25. Jarett Kobek
“Solid rectangle erections of architectural arrogance,
total modernist faith in the ability of buildings to shape lives.” – Jarett
Kobek
From the time I was a small child,
I fetishized, lusted after, modernist architecture and design. I loved clean
lines in homes, uncluttered layouts, anything that sniffed of the contemporary.
I would go every year, ages 8-12, to our city’s local Homearama—a showcase of
houses in a newly created development, every one, as we would say now,
perfectly curated to suit a certain type of aspirational taste, its interiors opened
to the public for inspection before being put on the market—and wish each one
of them were mine. Not that I didn’t have a perfectly comfortable and even
luxurious home where I was being raised in an adjacent suburban town, but
something about these homes, with their stripped-down floor plans punctuated
by a few haute bourgeois luxuries—indoor hotubs!—stirred my preteen
imagination and presented a new vision of an utterly snug domesticity.
At this time, I was primarily
interested in domestic architecture but I would soon become taken with
modernist public structures as well, the skyscrapers and other oversize
buildings that form the skyline of most U.S. cities. Upon moving to New York a
little over a decade later, I was particularly stuck by buildings, such as the
Seagram Building and One Liberty Plaza, that were built in the International Style.
The sleek, industrial look of these buildings offered an urban counterpart to
the suburban homes of my childhood dreams and reflected some sort of ideal of
what a city should look like. In a way, these large-scale constructions were
the opposite of their domestic peers, cold and comfortless and not at all homey.
But in another sense, they were perhaps not that different after all: the
thought of being cozied up in a sleekly appointed office in one of these
buildings, safe from the chaos of the city below was, in its way, as reassuring
a feeling as lounging quietly in a suburban home. Then, there was the creeping
sense that the antiseptic homes in antiseptic communities like those
manufactured for Homearama might not be as desirable as I had once thought them
to be.
Either of these models, the urban
or suburban, though, would certainly be anathema to that hater of modernist
architecture and 9/11 ringleader Mohamed Atta—at least as imagined by Jarett
Kobek in his fictionalized take on that man’s life and death. In the short
novel simply titled Atta, Kobek, surely one of our most vital writers,
makes a particularly audacious move (beyond that initial audacious move of
non-judgmentally telling the story of the notorious terrorist, of course): he
frames his hero’s worldview in terms of architectural critique. In Kobek’s
telling, Atta, a former student of architecture and engineering, holds out a
particular hatred for modernist design, which he sees as emblematic of western
arrogance with its impulse to dominate the lives of its citizens, and of which
his final target, the Twin Towers, is the ultimate exemplar. Modernist
buildings represent, as Atta sees it, an inhuman architecture, imposed from
on-high, the exact opposite of the natural forms of city planning that have
risen up naturally throughout most of recorded history. “Natural, organic
growth is smart growth,” Atta writes in an architectural proposal, “informed by
the daily routines of the city’s people.”

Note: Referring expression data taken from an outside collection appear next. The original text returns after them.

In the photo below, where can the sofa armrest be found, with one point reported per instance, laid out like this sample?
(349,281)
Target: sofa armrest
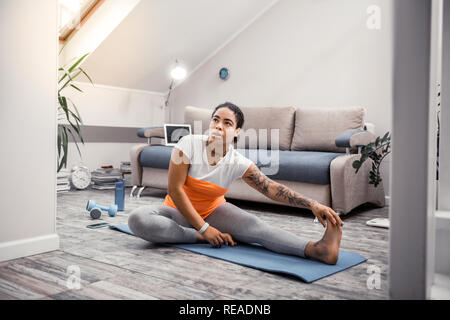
(149,132)
(136,168)
(350,189)
(354,138)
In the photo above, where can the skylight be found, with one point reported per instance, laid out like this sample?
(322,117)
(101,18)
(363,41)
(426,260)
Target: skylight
(72,14)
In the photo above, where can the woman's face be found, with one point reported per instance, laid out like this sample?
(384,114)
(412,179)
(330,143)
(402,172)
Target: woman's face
(223,126)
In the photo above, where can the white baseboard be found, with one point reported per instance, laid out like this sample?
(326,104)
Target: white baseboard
(29,246)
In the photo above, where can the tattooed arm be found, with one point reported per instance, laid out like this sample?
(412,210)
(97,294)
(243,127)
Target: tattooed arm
(278,192)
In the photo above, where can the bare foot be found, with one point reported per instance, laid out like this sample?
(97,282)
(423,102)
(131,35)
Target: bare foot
(326,249)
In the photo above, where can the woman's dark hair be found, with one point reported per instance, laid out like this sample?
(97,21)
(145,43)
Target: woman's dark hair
(237,112)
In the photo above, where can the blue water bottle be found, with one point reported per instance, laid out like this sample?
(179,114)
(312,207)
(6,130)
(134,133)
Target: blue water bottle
(119,195)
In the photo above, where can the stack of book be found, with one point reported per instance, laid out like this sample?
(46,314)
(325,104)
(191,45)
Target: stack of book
(104,178)
(62,181)
(125,168)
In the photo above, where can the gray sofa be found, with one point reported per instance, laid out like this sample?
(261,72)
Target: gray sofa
(309,150)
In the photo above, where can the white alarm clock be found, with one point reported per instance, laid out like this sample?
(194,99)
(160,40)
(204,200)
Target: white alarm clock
(80,177)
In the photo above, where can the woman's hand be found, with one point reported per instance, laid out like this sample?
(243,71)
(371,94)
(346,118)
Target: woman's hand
(325,213)
(217,238)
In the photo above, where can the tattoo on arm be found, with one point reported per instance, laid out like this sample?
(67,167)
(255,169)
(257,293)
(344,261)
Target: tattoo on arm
(274,190)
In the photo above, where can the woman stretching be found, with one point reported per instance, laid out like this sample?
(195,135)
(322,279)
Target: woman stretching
(201,169)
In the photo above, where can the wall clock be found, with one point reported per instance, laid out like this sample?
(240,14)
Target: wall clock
(80,177)
(224,73)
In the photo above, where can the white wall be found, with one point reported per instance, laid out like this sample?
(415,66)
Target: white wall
(113,116)
(303,53)
(28,64)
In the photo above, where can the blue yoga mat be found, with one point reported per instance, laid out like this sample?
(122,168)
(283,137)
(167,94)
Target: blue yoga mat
(256,256)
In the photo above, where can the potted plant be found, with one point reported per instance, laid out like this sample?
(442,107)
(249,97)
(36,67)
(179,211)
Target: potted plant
(67,110)
(376,151)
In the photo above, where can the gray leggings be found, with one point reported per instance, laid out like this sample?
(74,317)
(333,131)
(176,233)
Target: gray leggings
(160,223)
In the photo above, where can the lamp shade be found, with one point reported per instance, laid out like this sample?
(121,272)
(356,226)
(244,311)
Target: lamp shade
(178,73)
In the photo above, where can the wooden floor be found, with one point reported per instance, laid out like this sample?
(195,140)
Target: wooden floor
(114,265)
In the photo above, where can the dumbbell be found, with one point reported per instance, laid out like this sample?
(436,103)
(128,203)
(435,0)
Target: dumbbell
(94,209)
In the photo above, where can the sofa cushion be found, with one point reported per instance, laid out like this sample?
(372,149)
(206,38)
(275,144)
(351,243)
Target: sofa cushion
(268,118)
(302,166)
(317,129)
(156,157)
(255,118)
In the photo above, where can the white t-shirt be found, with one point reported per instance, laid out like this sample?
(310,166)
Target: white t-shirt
(229,168)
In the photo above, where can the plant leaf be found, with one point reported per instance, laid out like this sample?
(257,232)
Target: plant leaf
(78,62)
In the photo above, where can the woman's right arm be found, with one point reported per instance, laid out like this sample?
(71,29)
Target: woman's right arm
(177,177)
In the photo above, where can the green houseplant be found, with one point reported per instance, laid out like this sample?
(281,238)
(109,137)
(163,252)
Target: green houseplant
(67,110)
(376,151)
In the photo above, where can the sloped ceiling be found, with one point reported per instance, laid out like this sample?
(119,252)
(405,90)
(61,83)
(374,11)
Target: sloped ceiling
(139,53)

Throughout the book, Kobek keeps us
close to Atta’s thoughts and judgments in chapters that alternate between the first
and third person. These chapters—which follow Atta’s thoughts as he prepares
for the attack on the Towers and looks back on his life, musing on not only
architecture but the larger strains of both traditional Islamic and western
culture—put the reader in a challenging position. While many of Atta’s
viewpoints are obviously loathsome, some, like those that critique American
imperialism, make quite a bit of sense. And for me, among those that most
resonate are those very takedowns of modernist architecture so at odds with my
youthful enthusiasms. After living in New York for a decade and a half and
seeing the endless proliferation of glassy luxury apartment buildings, creating
a new skyline of horror in formerly low-rise Brooklyn, the romance of tall,
sleek structures has definitively worn off. Similarly, an ill-advised recent
stint as an HGTV watcher left me soured on the sameness of what I soon
discovered has become a default interior design aesthetic (open floor plans,
blond wood floors, and kitchen islands), and which characterizes the design of not
only all the suburban homes showcased on that network but also the interiors of
every new luxury apartment in Brooklyn and, unfortunately, my childhood dream house
as well. Temperamentally, I still prefer an uncluttered home and I’ll never
lose my taste for a good brutalist building, but, overall, an aesthetic that
once seemed full of possibilities now feels cramped and imaginatively limited,
even if it strikes me not so much, as it does Atta, as a symbol of arrogance as
instead one of a rather extreme, and thoroughly dispiriting, complacency.